2 upvotes, 1 direct replies (showing 1)
View submission: Ask Anything Wednesday - Engineering, Mathematics, Computer Science
If you look outside the triangle, you'll actually find that every color out there is not unique, and in fact has an equivalent inside the triangle.
This is only true when viewing the diagram on an RGB display? The point is that the RGB color space cannot represent every color that can be seen by human eyes. This is because the different color-cones in the eyes have overlapping activation ranges, so eg. pure red light will also significantly trigger the green cones. This results in some activation combinations which are possible with other wavelength-combinations but impossible with only RGB. *(It also means some activation combinations are just straight up impossible - see impossible colors[1])*
1: https://en.wikipedia.org/wiki/Impossible_color
The range of colors that can be accurately represented by a color-space is called its gamut[2]. There are in fact other color spaces with a wider gamut - see this diagram[3] for example.

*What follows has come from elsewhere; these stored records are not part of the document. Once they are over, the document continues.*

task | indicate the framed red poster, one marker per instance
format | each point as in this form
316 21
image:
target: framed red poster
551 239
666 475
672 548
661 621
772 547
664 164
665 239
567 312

2: https://en.wikipedia.org/wiki/Gamut
3: https://en.wikipedia.org/wiki/RGB_color_spaces#/media/File:CIE1931xy_gamut_comparison.svg
To answer OP's question of "what does this look like" - if you take a picture with your phone of a bright pink neon sign, or one of those painfully bright yellow safety vests, or a brilliant orange sunset, and then hold the screen next to the thing, you'll notice the picture always looks less brilliant than the real thing. The colors look muted because they cannot be accurately represented using RGB, so the nearest possible color is chosen instead.
Comment by rentar42 at 25/07/2024 at 12:12 UTC
1 upvotes, 1 direct replies
This is only true when viewing the diagram on an RGB display?
If I read this other response[1] correctly then no: this is always true when looking at it *with human eyes*, because it's not *just* "interpretation" in the brain, that's limiting the possible colors, but the actual physical properties of the sensors (i.e. eyes) we use to perceive those colors.
Even if you built a hyper-precise display that can actually fully accurately reproduce every possible combination of wavelengths (i.e. produce "all possible colors", your perception would still only see unique values inside the triangle and "repeat colors" outside.